Wilmington City Council (DE) Will Adopt “Universal Prayer” At Meetings, Still Excluding Atheists February 17, 2017

Wilmington City Council (DE) Will Adopt “Universal Prayer” At Meetings, Still Excluding Atheists

Just a few days ago, the Wilmington City Council (in Delaware) was thinking about bringing prayer back to their meetings. As one member put it, “that helps keep the devil out.”

WCCDelawarePrayer

The problem was that their prayer was explicitly Christian, including the phrase “Our heavenly Father.” It was bound to become the subject of a lawsuit — which is precisely why they had replaced the prayer with a moment of silence until even that wasn’t good enough anymore. I guess they didn’t give a damn what happened with the taxpayers’ money as long as Jesus was happy.

It looks like they’ve finally learned their lesson… Kind of.

They still want to bring prayer back, but they wrongly think a watered down version of it will be okay.

After the removal of a spoken Christian prayer and pushback to silent reflection, Wilmington City Council will institute a “universal prayer.”

A resolution outlining the change will be introduced Thursday with sponsorship from 11 out of 13 council members, more than enough to pass.

[City Council President Hanifa] Shabazz, who is Muslim, said the new prayer will not reflect a particular deity and will be “somewhat in line with people’s interpretation of the separation of church and state.”

“Somewhat” is the key word there… because a “universal prayer,” by definition, excludes atheists altogether.
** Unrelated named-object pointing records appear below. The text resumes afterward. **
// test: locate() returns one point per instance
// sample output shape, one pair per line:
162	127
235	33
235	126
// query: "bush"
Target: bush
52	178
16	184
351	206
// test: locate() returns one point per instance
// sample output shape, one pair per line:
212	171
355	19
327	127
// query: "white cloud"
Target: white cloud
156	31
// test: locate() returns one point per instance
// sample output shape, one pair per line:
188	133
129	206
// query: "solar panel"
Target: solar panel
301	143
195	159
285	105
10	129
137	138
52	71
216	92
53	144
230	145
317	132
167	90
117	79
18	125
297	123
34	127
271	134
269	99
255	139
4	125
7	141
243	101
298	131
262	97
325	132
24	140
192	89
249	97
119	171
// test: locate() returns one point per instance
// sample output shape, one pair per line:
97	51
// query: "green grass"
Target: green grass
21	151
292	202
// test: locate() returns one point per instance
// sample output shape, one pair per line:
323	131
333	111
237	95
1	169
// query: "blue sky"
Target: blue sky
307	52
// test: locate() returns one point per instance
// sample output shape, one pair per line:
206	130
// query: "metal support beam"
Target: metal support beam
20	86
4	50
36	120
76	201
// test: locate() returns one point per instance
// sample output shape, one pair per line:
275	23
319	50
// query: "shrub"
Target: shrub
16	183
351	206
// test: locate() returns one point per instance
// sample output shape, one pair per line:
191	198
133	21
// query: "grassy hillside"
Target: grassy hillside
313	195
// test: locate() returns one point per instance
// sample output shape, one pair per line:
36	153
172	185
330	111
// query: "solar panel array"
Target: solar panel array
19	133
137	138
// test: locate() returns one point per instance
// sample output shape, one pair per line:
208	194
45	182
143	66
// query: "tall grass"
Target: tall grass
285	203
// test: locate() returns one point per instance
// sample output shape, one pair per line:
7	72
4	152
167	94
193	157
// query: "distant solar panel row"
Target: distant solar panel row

As it stands, the law doesn’t allow city councils to promote religion. The only way invocations are okay is if citizens who want to deliver one have an opportunity to do so (within certain parameters). A city council-endorsed prayer, even one that’s designed to be neutral, is likely to be struck down by a court.

More to the point, if the prayer is so neutral as to include “everybody,” then why not just go back to the moment of silence? I don’t get how a pointless prayer to Nobody In Particular is somehow better than a silent prayer to the Deity of Your Choice.

This problem hasn’t been fixed. These councilors need to get their act together before they’re hit with a lawsuit.